Qui rappelle que, dans une étude conduite en 2020, l’agence minière nationale chilienne (Cochilco) prévoyait que la demande mondiale de lithium devrait atteindre près de 2 millions de tonnes en 2030, dont 79% proviendraient du secteur automobile. Mais ces prévisions pourraient être revues à la baisse en cas d’accélération de l’adoption des batteries au sodium. La possibilité que les niveaux de croissance prévus pour le prix du lithium baissent existe aussi.
Cette situation pourrait pousser les compagnies actives sur les projets de lithium en Afrique à revoir leurs prévisions de rentabilité. En dehors des mines en production au Zimbabwe, les projets les plus avancés se trouvent pour le moment en RD Congo, au Mali, au Ghana et en Namibie. Pour ces compagnies comme pour les pays hôtes, un éventuel essor des batteries au sodium pourrait impliquer qu’il faille réduire les espoirs de recettes attendues.
Deux pays africains devront particulièrement surveiller les évolutions sur le marché des batteries. Il s’agit de la RD Congo et de la Zambie, qui travaillent depuis plusieurs mois sur un projet commun pour développer une industrie locale de batteries de véhicules électriques et se positionner ainsi sur d’autres maillons de la chaîne de valeur des minéraux critiques que ces pays possèdent dans leur sous-sol (lithium, cobalt, nickel, etc.).
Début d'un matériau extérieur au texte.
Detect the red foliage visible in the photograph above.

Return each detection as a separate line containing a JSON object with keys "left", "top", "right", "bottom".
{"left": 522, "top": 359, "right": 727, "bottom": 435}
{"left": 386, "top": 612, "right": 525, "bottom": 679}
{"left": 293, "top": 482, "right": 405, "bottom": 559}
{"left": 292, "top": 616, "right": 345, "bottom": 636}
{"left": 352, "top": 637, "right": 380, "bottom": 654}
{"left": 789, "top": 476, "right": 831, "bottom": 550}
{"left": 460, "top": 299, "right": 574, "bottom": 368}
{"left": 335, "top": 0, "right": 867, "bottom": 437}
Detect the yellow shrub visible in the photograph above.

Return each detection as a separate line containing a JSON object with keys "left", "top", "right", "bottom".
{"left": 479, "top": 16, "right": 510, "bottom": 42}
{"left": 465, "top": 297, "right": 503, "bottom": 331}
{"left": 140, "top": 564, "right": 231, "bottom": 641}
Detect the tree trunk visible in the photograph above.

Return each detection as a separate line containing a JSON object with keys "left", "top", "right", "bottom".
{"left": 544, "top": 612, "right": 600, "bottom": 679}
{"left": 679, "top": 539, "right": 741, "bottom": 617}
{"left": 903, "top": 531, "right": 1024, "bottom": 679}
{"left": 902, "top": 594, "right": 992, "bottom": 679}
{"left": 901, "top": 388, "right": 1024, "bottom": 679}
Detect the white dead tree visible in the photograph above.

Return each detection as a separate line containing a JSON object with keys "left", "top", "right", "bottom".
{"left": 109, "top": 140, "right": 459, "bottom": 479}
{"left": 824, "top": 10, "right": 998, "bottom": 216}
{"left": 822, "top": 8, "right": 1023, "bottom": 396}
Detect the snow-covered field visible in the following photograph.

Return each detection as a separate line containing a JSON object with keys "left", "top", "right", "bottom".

Les pays africains producteurs du lithium sont plus que jamais appelés à réexaminer leurs plans et à revoir leurs prévisions de bénéfices en prenant en compte non seulement le risque que représente la concurrence des batteries au sodium, mais aussi d’autres alternatives au émergentes comme la technologie VRFB (Vanadium Redox Flow Battery). Selon les prévisions du cabinet Guidehouse Insights, les déploiements annuels de systèmes VRFB à l’échelle mondiale devraient atteindre environ 32,8 GWh par an d’ici à 2031, soit un taux de croissance annuel composé (TCAC) de 41 %, a conclu l’Agence Ecofin dans son site internet.